Improved student outcomes intent of new agreement
- Creeden Martell | December 22, 2020
The Star Blanket Cree Nation has entered into a new education agreement with the Prairie Valley School Division which band leadership says gives it greater autonomy and authority over the delivery of education to the community’s children.
The agreement clarifies which services are available to designated students in the school system so that those students can get the education they need and, if applicable, their special needs met, according to Chief Michael Starr.
“Sometimes, over the years, they [school facilitators] would only put them in maybe marginal programs just to get them by,” Starr said on Wednesday.
“This agreement strengthens, makes sure that they communicate with us more, along with the parents, so that we give them the proper skills, proper education, to help them learn better.”
The agreement, which was signed over an online conference call on Tuesday, also establishes more frequent lines of communication between the school division and Star Blanket stakeholders, Starr added.
With previous agreements, the deal would be signed and then that was the end of communication until maybe another deal was signed two to three years later, according to Starr, who held the education portfolio as a band councilor.
“It formalizes that process for us where we have greater control, greater input, greater involvement into the education and the attainment of all of our students,” said Sarah Longman, director of education for File Hills Qu’Appelle Tribal Council, which includes Star Blanket.
Some students from Star Blanket and File Hills are bussed into Fort Qu’Appelle or Balcarres for school. Starr wants students’ delivery of education in those two places to be synchronized with one another eventually.

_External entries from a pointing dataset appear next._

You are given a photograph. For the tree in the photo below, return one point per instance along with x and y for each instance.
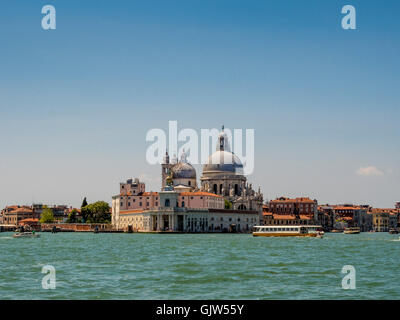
(84, 203)
(72, 216)
(98, 212)
(47, 215)
(228, 204)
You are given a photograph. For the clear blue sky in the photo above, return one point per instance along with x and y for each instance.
(76, 102)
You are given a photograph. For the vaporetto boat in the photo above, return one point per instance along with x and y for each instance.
(288, 231)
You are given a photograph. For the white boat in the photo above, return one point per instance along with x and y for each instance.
(352, 230)
(288, 231)
(26, 235)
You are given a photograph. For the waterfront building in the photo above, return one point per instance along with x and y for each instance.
(15, 213)
(326, 216)
(225, 202)
(301, 205)
(348, 215)
(285, 211)
(384, 219)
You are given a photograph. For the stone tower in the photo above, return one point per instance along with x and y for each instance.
(165, 168)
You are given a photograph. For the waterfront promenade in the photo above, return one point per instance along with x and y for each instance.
(199, 266)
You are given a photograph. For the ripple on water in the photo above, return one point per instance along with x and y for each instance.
(194, 266)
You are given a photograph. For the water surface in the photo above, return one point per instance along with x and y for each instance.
(199, 266)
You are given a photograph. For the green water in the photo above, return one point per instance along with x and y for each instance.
(199, 266)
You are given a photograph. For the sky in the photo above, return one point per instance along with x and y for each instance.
(76, 102)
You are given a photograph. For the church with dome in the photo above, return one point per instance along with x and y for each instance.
(222, 202)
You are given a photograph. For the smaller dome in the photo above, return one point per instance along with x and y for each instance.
(183, 170)
(223, 161)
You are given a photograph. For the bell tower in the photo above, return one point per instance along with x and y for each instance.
(165, 167)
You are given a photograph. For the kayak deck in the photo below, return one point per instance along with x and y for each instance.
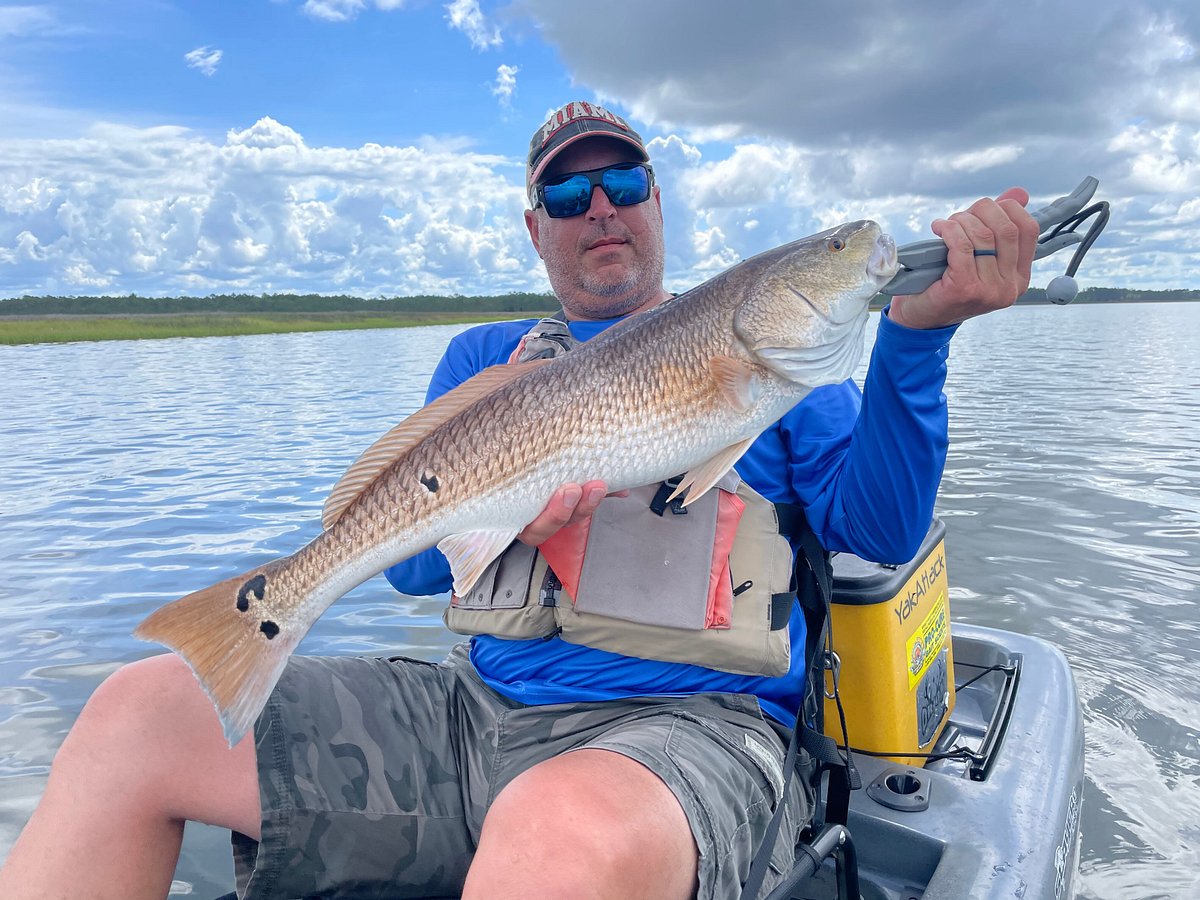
(1002, 827)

The chief said he also hopes that more traditional knowledge and Cree culture will be included in the delivery of education models currently available. Starr acknowledges there is a challenge for the division to implement such measures, due to the multiple Indigenous languages being spoken in the area alongside Cree. Fifteen First Nations are located within the division boundaries.

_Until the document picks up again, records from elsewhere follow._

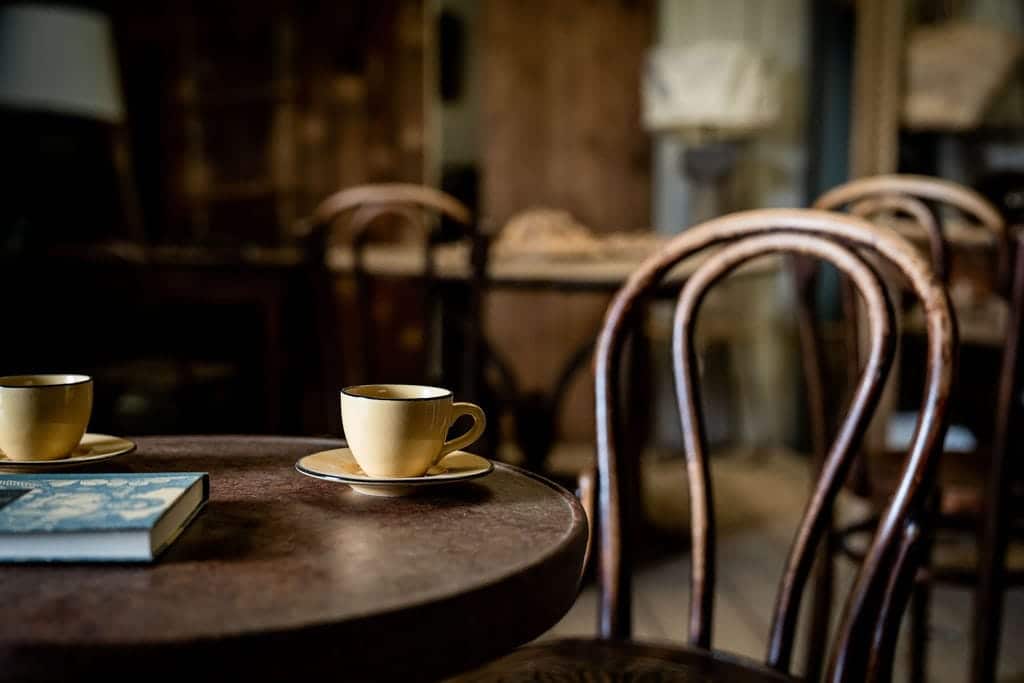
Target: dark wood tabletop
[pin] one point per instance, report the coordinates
(283, 575)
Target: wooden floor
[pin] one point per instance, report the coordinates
(759, 500)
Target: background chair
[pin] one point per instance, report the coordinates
(449, 308)
(872, 608)
(973, 460)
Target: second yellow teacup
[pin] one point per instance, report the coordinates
(43, 417)
(399, 430)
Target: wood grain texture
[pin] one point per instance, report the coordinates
(853, 642)
(561, 108)
(285, 577)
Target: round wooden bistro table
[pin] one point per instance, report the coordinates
(283, 575)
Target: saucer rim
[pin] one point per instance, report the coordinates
(421, 480)
(59, 463)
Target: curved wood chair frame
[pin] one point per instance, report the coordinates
(872, 600)
(907, 195)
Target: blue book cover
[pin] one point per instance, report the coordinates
(95, 517)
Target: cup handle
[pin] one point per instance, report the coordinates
(479, 423)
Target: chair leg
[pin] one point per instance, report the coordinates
(817, 637)
(991, 588)
(921, 600)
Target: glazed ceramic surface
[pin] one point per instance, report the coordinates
(43, 417)
(339, 465)
(399, 430)
(92, 449)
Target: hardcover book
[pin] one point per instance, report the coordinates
(95, 517)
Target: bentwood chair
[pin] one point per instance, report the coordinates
(928, 202)
(863, 645)
(432, 216)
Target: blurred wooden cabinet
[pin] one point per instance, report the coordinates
(246, 114)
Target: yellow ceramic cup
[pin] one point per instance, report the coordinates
(43, 417)
(399, 430)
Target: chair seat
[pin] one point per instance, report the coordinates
(612, 660)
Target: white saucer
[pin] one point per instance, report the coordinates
(339, 465)
(92, 449)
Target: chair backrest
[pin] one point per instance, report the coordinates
(367, 207)
(919, 197)
(838, 239)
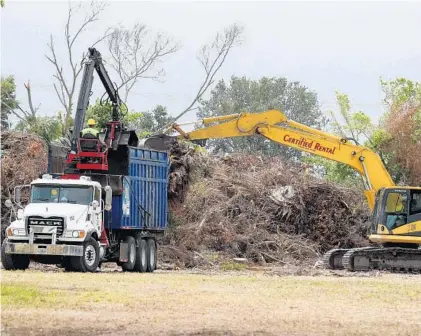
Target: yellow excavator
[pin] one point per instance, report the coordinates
(395, 226)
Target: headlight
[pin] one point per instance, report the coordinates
(16, 232)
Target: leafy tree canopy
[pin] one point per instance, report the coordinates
(246, 95)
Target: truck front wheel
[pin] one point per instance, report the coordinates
(13, 261)
(89, 261)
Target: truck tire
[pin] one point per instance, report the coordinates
(151, 255)
(142, 256)
(12, 262)
(89, 261)
(67, 265)
(131, 243)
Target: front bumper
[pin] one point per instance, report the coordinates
(44, 249)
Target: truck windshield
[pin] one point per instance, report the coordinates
(61, 194)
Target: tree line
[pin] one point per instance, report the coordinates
(136, 54)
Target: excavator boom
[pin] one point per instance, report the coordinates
(275, 126)
(395, 223)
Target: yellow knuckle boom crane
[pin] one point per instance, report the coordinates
(396, 210)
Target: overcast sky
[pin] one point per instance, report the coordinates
(328, 46)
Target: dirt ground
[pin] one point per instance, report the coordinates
(243, 302)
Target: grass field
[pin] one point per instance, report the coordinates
(227, 303)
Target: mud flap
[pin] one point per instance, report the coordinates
(124, 252)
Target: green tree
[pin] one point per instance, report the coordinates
(246, 95)
(8, 100)
(49, 128)
(400, 138)
(356, 126)
(144, 123)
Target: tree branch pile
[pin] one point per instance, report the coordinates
(23, 158)
(263, 210)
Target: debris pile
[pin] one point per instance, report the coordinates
(23, 158)
(263, 210)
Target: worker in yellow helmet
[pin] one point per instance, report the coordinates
(90, 129)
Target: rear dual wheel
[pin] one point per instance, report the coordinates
(142, 256)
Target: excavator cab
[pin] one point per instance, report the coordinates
(397, 214)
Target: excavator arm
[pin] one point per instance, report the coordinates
(94, 62)
(109, 152)
(275, 126)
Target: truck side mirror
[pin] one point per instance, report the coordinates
(108, 198)
(95, 205)
(17, 195)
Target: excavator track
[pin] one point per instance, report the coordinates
(394, 259)
(333, 258)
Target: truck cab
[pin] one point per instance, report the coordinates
(63, 218)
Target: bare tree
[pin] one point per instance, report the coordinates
(212, 57)
(23, 115)
(136, 54)
(65, 87)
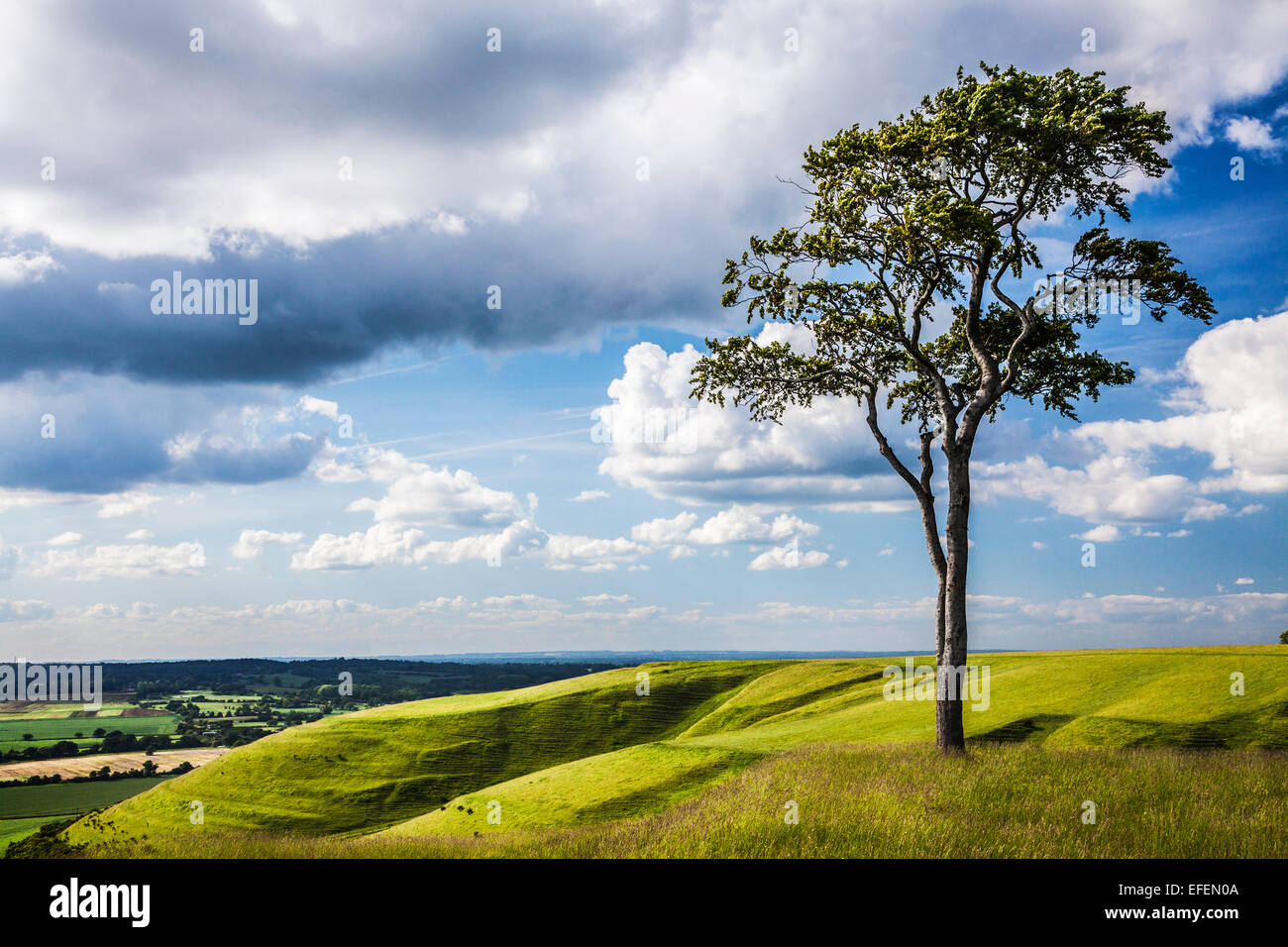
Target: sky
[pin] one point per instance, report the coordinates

“If they have that opportunity and they find a way to do that more effectively, that’s what we’ll work together on to provide that to our young people,” Starr said.
The school division has also outlined a goal of increasing the graduation rate of First Nations, Métis, and Inuit (FNMI) students to at least 65 per cent over the next three years and at least 75 per cent over the next five years.
The Prairie Valley School Division is located in southeast Saskatchewan on Treaty 4 territory.